Consider how he made concrete the ethics of prevention touted by the engineering and legal professions:

  1. Illustrative of many other previous major recalls, Mr. Ditlow's Center was the primary force behind recent recalls of 7 million Toyotas for sudden acceleration, 2 million Jeeps for fuel tank fires, 11 million GM vehicles for defective ignition switches, and more than 60 million faulty Takata airbag inflators. (See http://www.autosafety.org/statement-of-the-center-for-auto-safety-on-the-death-of-executive-director-clarence-m-ditlow-iii/.)
  2. Ditlow launched in 2008 the Safe Climate Campaign to press for more fuel efficient, less-polluting vehicles.
  3. He and his Center staff were leaders in pressing for Congressional passage of the 1975 Magnuson-Moss Warranty Act, the fuel economy provisions of the Energy Policy and Conservation Act and the disclosure of hitherto secret automotive technical service bulletins sent to dealers by auto manufacturers alerting them to hazardous defects in their cars.

After the passage of each law, Mr. Ditlow watchdogged the implementation, or lack thereof. He even conducted seminars for lawyers to learn the intricacies of the Magnuson-Moss Warranty Act to help them represent motorists who have been ripped off by the automotive industry.

An educator at heart, Mr. Ditlow authored or co-authored numerous books, most notably The Lemon Book, as well as The Lemon Law Litigation Manual, Little Secrets of the Auto Industry and the Annual Automobile Design Liability Manual (published by Thomson Reuters).

The Lemon Book
, which he co-authored with me, was a comprehensive guide for motorists to avoid, defend and deter bad practices in the automotive marketplace. It helped that Clarence Ditlow was the indefatigable promoter of enacting lemon laws in all 50 states which led to thousands of lawyers representing owners of lemon automobiles nationwide.
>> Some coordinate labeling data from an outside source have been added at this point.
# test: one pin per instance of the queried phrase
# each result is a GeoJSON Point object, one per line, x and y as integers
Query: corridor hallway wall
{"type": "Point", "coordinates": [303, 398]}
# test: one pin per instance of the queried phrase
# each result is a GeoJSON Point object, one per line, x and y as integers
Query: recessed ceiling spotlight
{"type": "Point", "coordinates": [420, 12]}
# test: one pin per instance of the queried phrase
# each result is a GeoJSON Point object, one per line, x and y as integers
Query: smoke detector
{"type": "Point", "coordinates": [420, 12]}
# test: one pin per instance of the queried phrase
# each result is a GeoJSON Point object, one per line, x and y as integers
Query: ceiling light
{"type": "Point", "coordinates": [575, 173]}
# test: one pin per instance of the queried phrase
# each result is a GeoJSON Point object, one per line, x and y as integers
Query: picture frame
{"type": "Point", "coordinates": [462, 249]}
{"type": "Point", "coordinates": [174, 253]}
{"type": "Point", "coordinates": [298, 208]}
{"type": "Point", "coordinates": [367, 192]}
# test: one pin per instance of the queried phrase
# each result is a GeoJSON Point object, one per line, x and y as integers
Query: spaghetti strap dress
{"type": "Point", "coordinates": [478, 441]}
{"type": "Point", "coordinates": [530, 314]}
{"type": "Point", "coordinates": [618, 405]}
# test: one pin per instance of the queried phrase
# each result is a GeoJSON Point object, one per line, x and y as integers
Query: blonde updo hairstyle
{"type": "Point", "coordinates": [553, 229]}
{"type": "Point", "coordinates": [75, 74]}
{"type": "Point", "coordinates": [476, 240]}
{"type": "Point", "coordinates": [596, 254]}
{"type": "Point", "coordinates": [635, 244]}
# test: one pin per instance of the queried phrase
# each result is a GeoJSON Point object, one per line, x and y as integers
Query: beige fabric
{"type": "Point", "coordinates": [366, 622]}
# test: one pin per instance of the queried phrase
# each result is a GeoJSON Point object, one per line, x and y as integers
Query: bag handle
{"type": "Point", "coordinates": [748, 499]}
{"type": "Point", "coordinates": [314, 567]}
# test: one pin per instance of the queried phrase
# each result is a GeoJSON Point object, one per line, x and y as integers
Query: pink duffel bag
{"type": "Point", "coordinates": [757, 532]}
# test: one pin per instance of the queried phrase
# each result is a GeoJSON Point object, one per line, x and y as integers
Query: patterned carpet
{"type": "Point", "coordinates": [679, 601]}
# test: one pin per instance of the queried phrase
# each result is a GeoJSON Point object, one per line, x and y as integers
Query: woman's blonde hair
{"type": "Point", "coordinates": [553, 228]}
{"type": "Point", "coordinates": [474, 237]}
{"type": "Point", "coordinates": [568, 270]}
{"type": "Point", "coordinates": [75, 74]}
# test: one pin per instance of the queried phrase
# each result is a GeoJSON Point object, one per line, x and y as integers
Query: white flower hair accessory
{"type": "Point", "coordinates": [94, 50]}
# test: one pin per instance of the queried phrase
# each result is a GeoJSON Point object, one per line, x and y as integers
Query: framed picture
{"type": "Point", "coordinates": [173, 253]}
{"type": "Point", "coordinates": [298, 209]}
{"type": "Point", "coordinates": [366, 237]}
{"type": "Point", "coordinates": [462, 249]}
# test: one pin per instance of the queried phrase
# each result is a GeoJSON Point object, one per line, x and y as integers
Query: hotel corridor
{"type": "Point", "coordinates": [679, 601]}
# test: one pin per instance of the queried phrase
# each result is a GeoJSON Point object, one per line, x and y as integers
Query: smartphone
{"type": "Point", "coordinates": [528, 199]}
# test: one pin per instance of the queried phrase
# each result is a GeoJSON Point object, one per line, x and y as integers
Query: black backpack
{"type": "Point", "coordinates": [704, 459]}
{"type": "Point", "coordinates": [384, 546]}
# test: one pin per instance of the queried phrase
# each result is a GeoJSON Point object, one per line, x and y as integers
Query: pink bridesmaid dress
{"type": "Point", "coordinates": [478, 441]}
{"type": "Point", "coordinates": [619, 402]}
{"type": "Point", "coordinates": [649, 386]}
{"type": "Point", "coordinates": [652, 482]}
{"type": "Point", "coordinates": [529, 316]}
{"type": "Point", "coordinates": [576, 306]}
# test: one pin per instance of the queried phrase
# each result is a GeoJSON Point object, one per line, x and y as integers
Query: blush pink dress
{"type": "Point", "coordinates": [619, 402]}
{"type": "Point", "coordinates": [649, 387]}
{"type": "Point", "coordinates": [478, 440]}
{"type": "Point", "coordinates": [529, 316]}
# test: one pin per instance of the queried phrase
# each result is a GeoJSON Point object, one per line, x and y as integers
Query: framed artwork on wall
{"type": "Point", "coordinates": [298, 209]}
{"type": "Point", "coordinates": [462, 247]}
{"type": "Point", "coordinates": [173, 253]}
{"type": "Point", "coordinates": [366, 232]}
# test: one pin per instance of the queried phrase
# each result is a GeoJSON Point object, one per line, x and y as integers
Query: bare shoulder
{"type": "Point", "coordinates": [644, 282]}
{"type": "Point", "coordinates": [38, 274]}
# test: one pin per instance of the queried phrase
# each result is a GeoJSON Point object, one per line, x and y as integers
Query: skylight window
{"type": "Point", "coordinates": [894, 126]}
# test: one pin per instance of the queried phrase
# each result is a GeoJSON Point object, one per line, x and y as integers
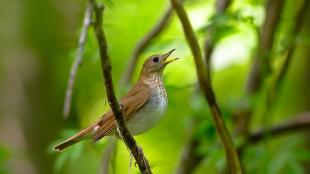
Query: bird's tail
{"type": "Point", "coordinates": [74, 139]}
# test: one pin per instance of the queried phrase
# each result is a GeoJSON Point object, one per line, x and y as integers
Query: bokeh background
{"type": "Point", "coordinates": [38, 43]}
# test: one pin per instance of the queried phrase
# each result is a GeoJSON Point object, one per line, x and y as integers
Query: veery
{"type": "Point", "coordinates": [142, 107]}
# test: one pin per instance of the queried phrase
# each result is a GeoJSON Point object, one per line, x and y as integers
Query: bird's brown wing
{"type": "Point", "coordinates": [130, 104]}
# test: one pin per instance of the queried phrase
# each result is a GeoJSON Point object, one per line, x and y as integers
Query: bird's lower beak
{"type": "Point", "coordinates": [169, 60]}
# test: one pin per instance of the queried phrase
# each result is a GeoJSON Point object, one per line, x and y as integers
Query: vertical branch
{"type": "Point", "coordinates": [290, 50]}
{"type": "Point", "coordinates": [78, 59]}
{"type": "Point", "coordinates": [106, 70]}
{"type": "Point", "coordinates": [221, 7]}
{"type": "Point", "coordinates": [108, 153]}
{"type": "Point", "coordinates": [262, 60]}
{"type": "Point", "coordinates": [204, 82]}
{"type": "Point", "coordinates": [143, 44]}
{"type": "Point", "coordinates": [261, 63]}
{"type": "Point", "coordinates": [190, 159]}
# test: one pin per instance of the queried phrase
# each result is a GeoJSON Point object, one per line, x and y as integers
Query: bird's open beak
{"type": "Point", "coordinates": [169, 60]}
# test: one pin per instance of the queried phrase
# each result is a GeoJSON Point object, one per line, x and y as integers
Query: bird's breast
{"type": "Point", "coordinates": [150, 114]}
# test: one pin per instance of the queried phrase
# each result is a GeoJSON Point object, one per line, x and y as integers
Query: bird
{"type": "Point", "coordinates": [142, 107]}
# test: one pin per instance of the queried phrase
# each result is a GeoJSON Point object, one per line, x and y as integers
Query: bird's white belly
{"type": "Point", "coordinates": [150, 114]}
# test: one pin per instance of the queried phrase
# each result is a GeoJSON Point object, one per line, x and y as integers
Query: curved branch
{"type": "Point", "coordinates": [78, 59]}
{"type": "Point", "coordinates": [204, 82]}
{"type": "Point", "coordinates": [106, 69]}
{"type": "Point", "coordinates": [190, 159]}
{"type": "Point", "coordinates": [261, 64]}
{"type": "Point", "coordinates": [143, 44]}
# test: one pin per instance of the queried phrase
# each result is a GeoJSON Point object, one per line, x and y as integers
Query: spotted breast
{"type": "Point", "coordinates": [153, 110]}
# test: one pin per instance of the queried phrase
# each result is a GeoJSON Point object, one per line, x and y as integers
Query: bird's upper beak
{"type": "Point", "coordinates": [166, 60]}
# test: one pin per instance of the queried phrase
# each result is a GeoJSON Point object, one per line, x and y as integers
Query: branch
{"type": "Point", "coordinates": [290, 50]}
{"type": "Point", "coordinates": [108, 155]}
{"type": "Point", "coordinates": [204, 82]}
{"type": "Point", "coordinates": [106, 69]}
{"type": "Point", "coordinates": [221, 7]}
{"type": "Point", "coordinates": [261, 64]}
{"type": "Point", "coordinates": [190, 159]}
{"type": "Point", "coordinates": [143, 44]}
{"type": "Point", "coordinates": [78, 59]}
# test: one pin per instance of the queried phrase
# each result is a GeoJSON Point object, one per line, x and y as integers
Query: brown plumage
{"type": "Point", "coordinates": [142, 107]}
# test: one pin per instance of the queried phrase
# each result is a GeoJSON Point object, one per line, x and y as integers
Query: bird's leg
{"type": "Point", "coordinates": [130, 163]}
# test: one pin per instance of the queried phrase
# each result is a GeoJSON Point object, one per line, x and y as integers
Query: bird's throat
{"type": "Point", "coordinates": [152, 79]}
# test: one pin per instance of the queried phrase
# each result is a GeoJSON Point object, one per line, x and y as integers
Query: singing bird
{"type": "Point", "coordinates": [142, 107]}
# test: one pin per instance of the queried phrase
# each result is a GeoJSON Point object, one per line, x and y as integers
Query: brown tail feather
{"type": "Point", "coordinates": [74, 139]}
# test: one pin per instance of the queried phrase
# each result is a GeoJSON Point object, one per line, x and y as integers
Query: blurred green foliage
{"type": "Point", "coordinates": [50, 29]}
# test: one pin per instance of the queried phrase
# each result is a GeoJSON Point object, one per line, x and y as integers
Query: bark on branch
{"type": "Point", "coordinates": [78, 59]}
{"type": "Point", "coordinates": [204, 82]}
{"type": "Point", "coordinates": [190, 159]}
{"type": "Point", "coordinates": [106, 69]}
{"type": "Point", "coordinates": [261, 64]}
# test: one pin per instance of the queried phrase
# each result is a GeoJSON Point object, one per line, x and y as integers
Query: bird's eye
{"type": "Point", "coordinates": [155, 59]}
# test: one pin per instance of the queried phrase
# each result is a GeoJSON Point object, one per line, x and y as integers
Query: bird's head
{"type": "Point", "coordinates": [157, 63]}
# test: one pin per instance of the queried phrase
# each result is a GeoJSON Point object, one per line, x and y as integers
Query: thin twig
{"type": "Point", "coordinates": [108, 152]}
{"type": "Point", "coordinates": [143, 43]}
{"type": "Point", "coordinates": [290, 50]}
{"type": "Point", "coordinates": [190, 158]}
{"type": "Point", "coordinates": [260, 65]}
{"type": "Point", "coordinates": [78, 59]}
{"type": "Point", "coordinates": [204, 82]}
{"type": "Point", "coordinates": [106, 69]}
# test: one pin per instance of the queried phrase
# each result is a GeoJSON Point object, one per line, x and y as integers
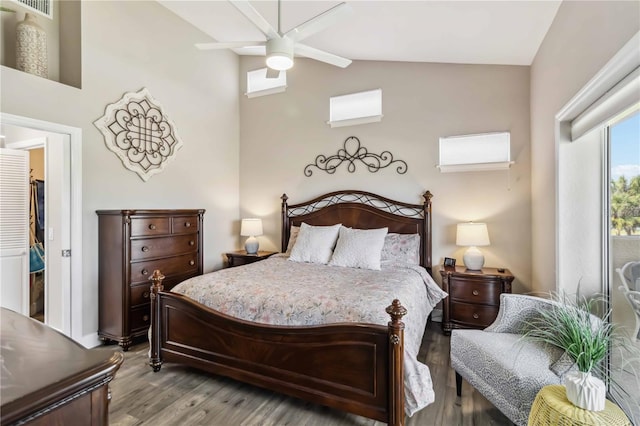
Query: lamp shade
{"type": "Point", "coordinates": [251, 227]}
{"type": "Point", "coordinates": [472, 234]}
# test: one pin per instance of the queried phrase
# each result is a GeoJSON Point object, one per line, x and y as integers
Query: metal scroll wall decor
{"type": "Point", "coordinates": [137, 131]}
{"type": "Point", "coordinates": [352, 153]}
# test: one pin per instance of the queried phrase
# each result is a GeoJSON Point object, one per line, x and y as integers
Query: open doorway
{"type": "Point", "coordinates": [63, 195]}
{"type": "Point", "coordinates": [37, 223]}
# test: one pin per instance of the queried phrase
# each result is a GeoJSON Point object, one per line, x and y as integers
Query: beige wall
{"type": "Point", "coordinates": [282, 133]}
{"type": "Point", "coordinates": [582, 38]}
{"type": "Point", "coordinates": [127, 46]}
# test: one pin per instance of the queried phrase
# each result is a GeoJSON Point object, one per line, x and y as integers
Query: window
{"type": "Point", "coordinates": [258, 84]}
{"type": "Point", "coordinates": [355, 108]}
{"type": "Point", "coordinates": [486, 151]}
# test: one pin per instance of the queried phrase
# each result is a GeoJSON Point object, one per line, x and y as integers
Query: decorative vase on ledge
{"type": "Point", "coordinates": [585, 391]}
{"type": "Point", "coordinates": [31, 47]}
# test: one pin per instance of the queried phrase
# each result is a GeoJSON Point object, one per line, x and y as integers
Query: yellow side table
{"type": "Point", "coordinates": [551, 407]}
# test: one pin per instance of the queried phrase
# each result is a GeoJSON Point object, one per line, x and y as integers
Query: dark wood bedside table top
{"type": "Point", "coordinates": [474, 296]}
{"type": "Point", "coordinates": [241, 257]}
{"type": "Point", "coordinates": [486, 272]}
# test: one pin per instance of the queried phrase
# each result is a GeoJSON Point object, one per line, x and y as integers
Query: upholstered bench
{"type": "Point", "coordinates": [498, 363]}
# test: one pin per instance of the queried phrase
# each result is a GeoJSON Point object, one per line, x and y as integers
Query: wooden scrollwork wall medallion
{"type": "Point", "coordinates": [139, 133]}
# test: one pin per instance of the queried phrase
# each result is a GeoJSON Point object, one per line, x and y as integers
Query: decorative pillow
{"type": "Point", "coordinates": [314, 243]}
{"type": "Point", "coordinates": [293, 235]}
{"type": "Point", "coordinates": [359, 248]}
{"type": "Point", "coordinates": [403, 248]}
{"type": "Point", "coordinates": [563, 365]}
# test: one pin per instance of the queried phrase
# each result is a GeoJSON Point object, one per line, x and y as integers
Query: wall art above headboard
{"type": "Point", "coordinates": [138, 132]}
{"type": "Point", "coordinates": [352, 153]}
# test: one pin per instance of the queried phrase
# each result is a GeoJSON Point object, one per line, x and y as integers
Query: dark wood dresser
{"type": "Point", "coordinates": [474, 296]}
{"type": "Point", "coordinates": [132, 243]}
{"type": "Point", "coordinates": [48, 379]}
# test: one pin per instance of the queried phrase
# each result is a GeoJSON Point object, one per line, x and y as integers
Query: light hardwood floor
{"type": "Point", "coordinates": [178, 395]}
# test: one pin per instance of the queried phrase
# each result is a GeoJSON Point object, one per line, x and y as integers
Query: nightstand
{"type": "Point", "coordinates": [474, 296]}
{"type": "Point", "coordinates": [241, 257]}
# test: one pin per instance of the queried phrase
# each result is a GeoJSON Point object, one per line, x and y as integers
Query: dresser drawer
{"type": "Point", "coordinates": [473, 315]}
{"type": "Point", "coordinates": [178, 265]}
{"type": "Point", "coordinates": [184, 224]}
{"type": "Point", "coordinates": [472, 291]}
{"type": "Point", "coordinates": [148, 248]}
{"type": "Point", "coordinates": [144, 226]}
{"type": "Point", "coordinates": [140, 317]}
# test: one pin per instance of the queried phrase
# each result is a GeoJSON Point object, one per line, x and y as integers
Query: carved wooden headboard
{"type": "Point", "coordinates": [362, 210]}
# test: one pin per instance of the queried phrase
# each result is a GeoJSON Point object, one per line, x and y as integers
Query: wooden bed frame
{"type": "Point", "coordinates": [353, 367]}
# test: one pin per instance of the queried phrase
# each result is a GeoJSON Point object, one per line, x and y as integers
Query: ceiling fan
{"type": "Point", "coordinates": [281, 47]}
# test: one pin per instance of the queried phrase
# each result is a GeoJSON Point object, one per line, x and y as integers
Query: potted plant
{"type": "Point", "coordinates": [586, 339]}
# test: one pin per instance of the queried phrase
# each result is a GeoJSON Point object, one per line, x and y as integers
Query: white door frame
{"type": "Point", "coordinates": [73, 297]}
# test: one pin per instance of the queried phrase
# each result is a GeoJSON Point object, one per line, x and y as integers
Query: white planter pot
{"type": "Point", "coordinates": [585, 391]}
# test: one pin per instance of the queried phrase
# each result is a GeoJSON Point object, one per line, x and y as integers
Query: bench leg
{"type": "Point", "coordinates": [458, 384]}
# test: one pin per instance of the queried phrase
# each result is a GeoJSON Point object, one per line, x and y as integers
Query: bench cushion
{"type": "Point", "coordinates": [506, 369]}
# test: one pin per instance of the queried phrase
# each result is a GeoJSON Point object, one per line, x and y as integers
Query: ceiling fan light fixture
{"type": "Point", "coordinates": [280, 54]}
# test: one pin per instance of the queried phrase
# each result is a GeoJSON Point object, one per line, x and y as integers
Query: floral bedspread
{"type": "Point", "coordinates": [281, 292]}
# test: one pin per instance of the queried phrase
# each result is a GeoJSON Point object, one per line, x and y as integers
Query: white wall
{"type": "Point", "coordinates": [582, 38]}
{"type": "Point", "coordinates": [127, 46]}
{"type": "Point", "coordinates": [282, 133]}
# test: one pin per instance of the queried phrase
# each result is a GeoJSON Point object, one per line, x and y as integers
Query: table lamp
{"type": "Point", "coordinates": [251, 228]}
{"type": "Point", "coordinates": [472, 235]}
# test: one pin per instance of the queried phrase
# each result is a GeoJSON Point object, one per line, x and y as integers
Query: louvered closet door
{"type": "Point", "coordinates": [14, 230]}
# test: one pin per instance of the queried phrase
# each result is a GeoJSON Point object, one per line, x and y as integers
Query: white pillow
{"type": "Point", "coordinates": [293, 236]}
{"type": "Point", "coordinates": [359, 248]}
{"type": "Point", "coordinates": [315, 243]}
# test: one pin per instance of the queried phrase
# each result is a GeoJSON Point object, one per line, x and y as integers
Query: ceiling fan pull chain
{"type": "Point", "coordinates": [279, 17]}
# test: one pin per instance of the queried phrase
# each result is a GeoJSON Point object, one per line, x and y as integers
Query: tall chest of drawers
{"type": "Point", "coordinates": [131, 244]}
{"type": "Point", "coordinates": [474, 296]}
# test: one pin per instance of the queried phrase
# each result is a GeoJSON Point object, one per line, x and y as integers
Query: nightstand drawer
{"type": "Point", "coordinates": [140, 317]}
{"type": "Point", "coordinates": [475, 291]}
{"type": "Point", "coordinates": [185, 264]}
{"type": "Point", "coordinates": [184, 224]}
{"type": "Point", "coordinates": [473, 315]}
{"type": "Point", "coordinates": [148, 248]}
{"type": "Point", "coordinates": [149, 226]}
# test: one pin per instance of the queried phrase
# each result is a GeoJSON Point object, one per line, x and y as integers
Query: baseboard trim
{"type": "Point", "coordinates": [436, 315]}
{"type": "Point", "coordinates": [90, 340]}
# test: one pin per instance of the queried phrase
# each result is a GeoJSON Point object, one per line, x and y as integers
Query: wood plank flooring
{"type": "Point", "coordinates": [179, 395]}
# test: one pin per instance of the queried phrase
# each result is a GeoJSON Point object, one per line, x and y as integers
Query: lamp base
{"type": "Point", "coordinates": [251, 245]}
{"type": "Point", "coordinates": [473, 259]}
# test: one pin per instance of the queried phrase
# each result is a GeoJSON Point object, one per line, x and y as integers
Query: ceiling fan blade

A little known side of this safety advocate was his view of the auto insurance industry's responsibilities to engage in loss-prevention activities. Fewer crashes, fewer injuries, mean fewer claims on these companies. Years ago he persuaded some of them to work with his organization to advance safer road and highway engineering.

You could hardly have imagined a more perfect blend of knowledge, compassion, persistence, resilience, extraordinary strategic and communication abilities and factual diligence as was embodied in such an amiable man. He was a civic personality par excellence who never wavered in his many fights with wayward corporate adversaries.

Self-effacing and ethical, he did not ask anything for himself, receiving a very modest salary, living a simple and courageous life, as his wife, Marilyn Herman recounted in his final days.

Even those close to the auto industry had great respect for Clarence. Keith Crain, Editor-in-Chief of the renowned Automotive News told me today: "Clarence Ditlow should be remembered for saving thousands of lives. That was his most important contribution to society. He cannot be replaced."